Thus, in the example of FIG. 3, since container 210(i) contains
blocks 256(1)-256(5) and 256(8) with a gap of two LBAs 274
(corresponding to blocks 256(6) and 256(7) which were placed in
container 210(ii)), deduplication layer 48 may ascertain that write
command 254 may have originally had eight blocks 256 starting with
block 256(1), so it chooses block 256(1) as the starting
position.
[0054] Thus, after step 120, deduplication layer 48 may have
generated reconstructed write 264 which contains blocks
256(1)-256(4). It should be understood that reconstructed write 264
may not actually be "generated" in the traditional sense--it may
merely represent a logical intermediary used in method 100.

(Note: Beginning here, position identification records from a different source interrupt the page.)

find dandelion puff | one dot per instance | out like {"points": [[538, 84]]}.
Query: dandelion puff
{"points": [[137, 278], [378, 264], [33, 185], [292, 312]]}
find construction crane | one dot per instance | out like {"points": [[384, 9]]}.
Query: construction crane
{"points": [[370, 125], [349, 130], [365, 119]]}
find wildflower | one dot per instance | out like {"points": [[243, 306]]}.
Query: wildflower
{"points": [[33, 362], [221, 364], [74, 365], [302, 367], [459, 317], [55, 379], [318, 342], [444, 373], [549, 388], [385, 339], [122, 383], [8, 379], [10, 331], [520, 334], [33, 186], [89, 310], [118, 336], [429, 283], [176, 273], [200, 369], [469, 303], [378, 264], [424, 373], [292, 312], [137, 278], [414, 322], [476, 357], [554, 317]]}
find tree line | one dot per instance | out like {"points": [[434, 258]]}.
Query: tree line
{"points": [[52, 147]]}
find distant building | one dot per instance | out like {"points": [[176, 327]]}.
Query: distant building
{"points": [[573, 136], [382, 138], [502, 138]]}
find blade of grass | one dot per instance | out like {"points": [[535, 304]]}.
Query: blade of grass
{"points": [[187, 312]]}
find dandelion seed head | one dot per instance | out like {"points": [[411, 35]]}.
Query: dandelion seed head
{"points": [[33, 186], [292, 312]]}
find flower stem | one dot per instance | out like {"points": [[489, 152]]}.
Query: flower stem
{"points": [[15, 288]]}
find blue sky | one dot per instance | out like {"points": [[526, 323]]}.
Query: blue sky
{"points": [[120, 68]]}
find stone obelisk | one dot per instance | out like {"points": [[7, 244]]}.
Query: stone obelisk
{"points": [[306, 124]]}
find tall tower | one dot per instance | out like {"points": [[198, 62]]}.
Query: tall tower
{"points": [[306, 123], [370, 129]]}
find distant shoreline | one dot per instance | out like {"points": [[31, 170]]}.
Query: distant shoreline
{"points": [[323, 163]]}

[0055] In step 130, deduplication layer 48 hashes a subset of the
set of data (e.g., blocks 256(1)-256(4) of reconstructed write 264
generated in step 120), yielding a representative digest 66. In
some embodiments, step 130 includes sub-step 132 in which
deduplication layer 48 hashes the first sector (e.g., the first 512
bytes) of the set of data. In other embodiments, step 130 includes
sub-step 134 in which deduplication layer 48 hashes the first block
56 (e.g., block 256(1)) of the set of data. In yet other
embodiments, step 130 includes sub-step 136 in which deduplication
layer 48 hashes a concatenation of the first block 56 (e.g., block
256(1)) and the last block 56 (e.g., block 256(4)) of the set of
data.
[0056] In some embodiments, step 140 may follow step 130. In step
140, deduplication layer 48 hashes a last block (e.g., block
256(4)) at a tail end of the set of data, yielding a secondary
representative digest 66'. In some embodiments, step 140 may be
delayed until the middle of step 150, as described below.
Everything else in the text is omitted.